How do I delete duplicated rows, and choosing which ones to keep?-CodePudding

I have a df with "id" and a column with a boolean (yes and no) I need to delete the duplicated ids but keep the ones that the bolean is yes.

ID	....	buffer
br1	....	yes.
br1	....	no.
br2	....	no.
br3	....	yes
br4	....	no.
br4	....	yes.

I tried this:

df1=df[~df[['external_id']].duplicated() | df['buffers'].eq('si')] where "buffers" is the boolean. It is deleting but not all of them...I still have id repeated with yes and no Im working with more than 800000 rows

CodePudding user response：

I think filter out for "yes" then clean the duplicates will solve the problem:

For filtering yes: data = data[data["buffer"] == "yes."]

For duplicates: data = data.drop_duplicates( subset=['ID'] , keep="last" )

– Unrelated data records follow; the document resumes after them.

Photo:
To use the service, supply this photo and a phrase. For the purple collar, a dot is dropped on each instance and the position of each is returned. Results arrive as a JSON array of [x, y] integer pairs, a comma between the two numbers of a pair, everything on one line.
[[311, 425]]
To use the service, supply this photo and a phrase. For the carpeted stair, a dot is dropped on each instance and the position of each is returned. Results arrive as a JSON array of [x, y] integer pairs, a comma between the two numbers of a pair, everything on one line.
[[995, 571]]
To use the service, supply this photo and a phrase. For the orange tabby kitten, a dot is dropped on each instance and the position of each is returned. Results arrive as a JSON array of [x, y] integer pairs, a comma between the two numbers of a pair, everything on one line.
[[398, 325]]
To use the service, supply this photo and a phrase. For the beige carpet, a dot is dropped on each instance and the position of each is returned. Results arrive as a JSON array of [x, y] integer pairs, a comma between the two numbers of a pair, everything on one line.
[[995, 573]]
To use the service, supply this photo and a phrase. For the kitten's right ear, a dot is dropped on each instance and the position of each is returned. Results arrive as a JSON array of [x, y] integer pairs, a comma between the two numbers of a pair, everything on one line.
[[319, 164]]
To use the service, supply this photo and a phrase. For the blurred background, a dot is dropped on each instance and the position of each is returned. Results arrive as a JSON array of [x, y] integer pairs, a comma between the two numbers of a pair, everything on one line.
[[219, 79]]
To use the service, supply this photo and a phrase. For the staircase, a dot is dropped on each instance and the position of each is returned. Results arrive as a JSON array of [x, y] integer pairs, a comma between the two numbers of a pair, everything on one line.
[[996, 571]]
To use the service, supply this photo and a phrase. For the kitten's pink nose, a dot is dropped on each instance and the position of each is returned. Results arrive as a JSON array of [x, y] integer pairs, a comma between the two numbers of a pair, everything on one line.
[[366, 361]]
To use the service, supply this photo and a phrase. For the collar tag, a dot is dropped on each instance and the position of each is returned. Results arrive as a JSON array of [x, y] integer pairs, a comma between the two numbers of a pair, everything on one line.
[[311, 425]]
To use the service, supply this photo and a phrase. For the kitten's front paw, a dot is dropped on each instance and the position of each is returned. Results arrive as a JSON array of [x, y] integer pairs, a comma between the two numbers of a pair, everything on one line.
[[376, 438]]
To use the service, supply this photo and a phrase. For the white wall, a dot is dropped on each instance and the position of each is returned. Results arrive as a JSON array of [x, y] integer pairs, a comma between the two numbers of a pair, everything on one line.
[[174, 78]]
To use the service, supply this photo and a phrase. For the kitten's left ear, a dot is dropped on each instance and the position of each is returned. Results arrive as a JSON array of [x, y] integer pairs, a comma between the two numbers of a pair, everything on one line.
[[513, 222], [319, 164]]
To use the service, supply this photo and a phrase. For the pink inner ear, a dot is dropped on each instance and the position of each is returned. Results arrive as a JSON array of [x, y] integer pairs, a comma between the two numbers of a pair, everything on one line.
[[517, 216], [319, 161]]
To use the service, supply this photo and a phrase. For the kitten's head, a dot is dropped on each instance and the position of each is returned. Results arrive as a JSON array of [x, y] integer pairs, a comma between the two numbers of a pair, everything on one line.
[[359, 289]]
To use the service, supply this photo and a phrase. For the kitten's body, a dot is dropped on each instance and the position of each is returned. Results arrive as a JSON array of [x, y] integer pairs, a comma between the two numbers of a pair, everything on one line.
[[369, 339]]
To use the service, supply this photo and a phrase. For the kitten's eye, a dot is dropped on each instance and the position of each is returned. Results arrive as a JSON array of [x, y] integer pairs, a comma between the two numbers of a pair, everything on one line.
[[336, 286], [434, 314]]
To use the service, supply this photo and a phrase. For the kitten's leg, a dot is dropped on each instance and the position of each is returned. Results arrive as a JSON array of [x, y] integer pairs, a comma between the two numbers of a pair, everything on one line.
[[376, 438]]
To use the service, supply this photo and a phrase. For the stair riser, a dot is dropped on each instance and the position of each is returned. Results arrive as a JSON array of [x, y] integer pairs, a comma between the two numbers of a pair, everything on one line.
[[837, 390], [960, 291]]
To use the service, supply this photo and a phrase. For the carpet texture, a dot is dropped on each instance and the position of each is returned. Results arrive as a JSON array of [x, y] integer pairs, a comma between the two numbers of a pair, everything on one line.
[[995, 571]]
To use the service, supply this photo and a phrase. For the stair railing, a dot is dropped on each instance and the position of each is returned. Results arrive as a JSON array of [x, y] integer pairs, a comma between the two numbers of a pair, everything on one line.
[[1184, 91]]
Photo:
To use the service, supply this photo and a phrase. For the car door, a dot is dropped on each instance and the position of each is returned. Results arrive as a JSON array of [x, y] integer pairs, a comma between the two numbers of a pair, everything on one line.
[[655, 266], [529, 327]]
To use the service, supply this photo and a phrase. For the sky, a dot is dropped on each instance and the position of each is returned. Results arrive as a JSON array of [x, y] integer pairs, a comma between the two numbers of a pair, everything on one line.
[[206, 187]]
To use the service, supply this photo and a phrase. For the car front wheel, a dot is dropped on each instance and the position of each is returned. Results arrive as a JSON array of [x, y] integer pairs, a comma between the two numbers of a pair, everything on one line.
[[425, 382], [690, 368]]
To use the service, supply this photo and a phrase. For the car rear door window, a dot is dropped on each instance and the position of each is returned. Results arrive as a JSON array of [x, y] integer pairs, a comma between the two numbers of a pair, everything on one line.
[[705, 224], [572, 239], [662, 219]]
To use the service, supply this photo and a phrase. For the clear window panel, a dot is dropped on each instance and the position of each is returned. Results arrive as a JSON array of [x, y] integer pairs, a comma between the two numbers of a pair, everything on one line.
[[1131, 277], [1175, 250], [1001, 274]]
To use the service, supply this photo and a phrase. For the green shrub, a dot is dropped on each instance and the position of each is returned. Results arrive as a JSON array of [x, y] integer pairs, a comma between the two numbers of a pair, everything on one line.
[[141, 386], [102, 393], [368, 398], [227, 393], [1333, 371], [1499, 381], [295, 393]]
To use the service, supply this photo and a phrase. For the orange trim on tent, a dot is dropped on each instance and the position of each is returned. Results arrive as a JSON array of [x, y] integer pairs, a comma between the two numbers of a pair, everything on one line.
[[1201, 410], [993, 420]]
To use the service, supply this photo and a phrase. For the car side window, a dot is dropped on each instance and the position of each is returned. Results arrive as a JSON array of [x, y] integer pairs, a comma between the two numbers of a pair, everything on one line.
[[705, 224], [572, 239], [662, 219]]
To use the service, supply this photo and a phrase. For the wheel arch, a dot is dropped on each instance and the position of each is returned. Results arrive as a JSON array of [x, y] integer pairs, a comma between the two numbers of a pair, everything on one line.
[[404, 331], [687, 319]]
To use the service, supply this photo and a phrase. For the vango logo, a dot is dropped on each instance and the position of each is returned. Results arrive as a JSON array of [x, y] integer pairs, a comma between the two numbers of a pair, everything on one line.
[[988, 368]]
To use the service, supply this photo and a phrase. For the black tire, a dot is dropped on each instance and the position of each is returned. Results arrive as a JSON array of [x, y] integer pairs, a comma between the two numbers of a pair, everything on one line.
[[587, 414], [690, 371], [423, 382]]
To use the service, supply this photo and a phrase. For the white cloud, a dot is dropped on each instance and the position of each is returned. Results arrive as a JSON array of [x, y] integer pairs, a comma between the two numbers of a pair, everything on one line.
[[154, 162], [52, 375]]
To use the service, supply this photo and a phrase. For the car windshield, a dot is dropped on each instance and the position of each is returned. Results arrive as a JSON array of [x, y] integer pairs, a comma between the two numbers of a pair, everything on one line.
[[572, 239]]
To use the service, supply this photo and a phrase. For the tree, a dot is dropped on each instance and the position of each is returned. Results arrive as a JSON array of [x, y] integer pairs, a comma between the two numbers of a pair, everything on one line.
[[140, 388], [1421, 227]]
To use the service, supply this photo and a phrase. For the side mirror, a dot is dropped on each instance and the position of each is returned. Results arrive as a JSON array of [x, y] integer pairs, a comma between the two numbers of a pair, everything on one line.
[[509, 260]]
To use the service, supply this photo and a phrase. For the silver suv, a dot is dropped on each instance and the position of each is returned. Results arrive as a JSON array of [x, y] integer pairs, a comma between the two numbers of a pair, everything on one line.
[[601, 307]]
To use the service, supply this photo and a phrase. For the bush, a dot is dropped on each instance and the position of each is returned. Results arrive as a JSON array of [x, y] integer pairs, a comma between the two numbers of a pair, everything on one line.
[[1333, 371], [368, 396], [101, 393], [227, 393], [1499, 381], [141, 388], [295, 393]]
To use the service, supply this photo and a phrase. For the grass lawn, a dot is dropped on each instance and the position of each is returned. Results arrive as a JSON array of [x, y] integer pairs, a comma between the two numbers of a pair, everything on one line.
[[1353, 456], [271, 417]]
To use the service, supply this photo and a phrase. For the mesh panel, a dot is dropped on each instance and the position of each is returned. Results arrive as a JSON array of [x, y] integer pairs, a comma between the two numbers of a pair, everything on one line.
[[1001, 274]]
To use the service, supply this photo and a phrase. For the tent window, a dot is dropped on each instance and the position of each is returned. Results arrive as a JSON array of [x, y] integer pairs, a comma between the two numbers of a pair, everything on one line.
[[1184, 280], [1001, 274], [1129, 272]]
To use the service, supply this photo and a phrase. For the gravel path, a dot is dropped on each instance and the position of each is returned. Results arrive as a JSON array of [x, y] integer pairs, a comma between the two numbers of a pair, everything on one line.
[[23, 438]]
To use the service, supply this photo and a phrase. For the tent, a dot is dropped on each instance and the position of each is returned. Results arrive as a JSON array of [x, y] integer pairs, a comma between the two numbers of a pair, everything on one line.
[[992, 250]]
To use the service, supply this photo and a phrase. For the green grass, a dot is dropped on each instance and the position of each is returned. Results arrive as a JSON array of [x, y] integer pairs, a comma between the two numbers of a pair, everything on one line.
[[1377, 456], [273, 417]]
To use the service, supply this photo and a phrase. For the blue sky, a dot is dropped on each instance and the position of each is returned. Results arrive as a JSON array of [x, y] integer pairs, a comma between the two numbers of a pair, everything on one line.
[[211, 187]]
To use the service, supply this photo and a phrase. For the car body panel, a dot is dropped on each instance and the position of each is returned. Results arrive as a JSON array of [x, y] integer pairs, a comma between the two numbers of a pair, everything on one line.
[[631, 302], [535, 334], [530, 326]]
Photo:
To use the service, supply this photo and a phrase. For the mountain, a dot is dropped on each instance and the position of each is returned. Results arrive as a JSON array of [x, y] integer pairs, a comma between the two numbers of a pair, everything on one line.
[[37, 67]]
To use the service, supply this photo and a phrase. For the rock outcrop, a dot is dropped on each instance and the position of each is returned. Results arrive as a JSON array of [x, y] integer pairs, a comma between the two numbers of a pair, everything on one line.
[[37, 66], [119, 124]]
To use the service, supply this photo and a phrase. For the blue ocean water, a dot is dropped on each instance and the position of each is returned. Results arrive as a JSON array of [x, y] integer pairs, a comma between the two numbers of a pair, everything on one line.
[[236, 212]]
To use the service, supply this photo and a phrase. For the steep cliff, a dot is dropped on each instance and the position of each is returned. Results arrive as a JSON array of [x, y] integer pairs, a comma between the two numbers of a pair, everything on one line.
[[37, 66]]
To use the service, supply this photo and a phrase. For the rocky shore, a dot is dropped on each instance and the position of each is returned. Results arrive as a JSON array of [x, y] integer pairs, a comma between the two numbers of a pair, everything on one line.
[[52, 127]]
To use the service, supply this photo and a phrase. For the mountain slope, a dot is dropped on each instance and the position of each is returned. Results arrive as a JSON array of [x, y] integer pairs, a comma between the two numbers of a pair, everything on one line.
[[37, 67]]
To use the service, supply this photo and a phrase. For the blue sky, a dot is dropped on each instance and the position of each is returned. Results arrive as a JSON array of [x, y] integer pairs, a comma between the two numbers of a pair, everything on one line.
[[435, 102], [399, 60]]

Can you try out these ones? These two supposed to work

CodePudding user response：

First to drop the duplicated rows

df1 = df.drop_duplicates(keep='first')

This uses drop_duplicates() to drop the rows that contain the same values except for the first time row.

Now boolean filtering

df1 = df1[df1['buffer'] == 'yes.']

This would filter and save the rows that are having 'yes.'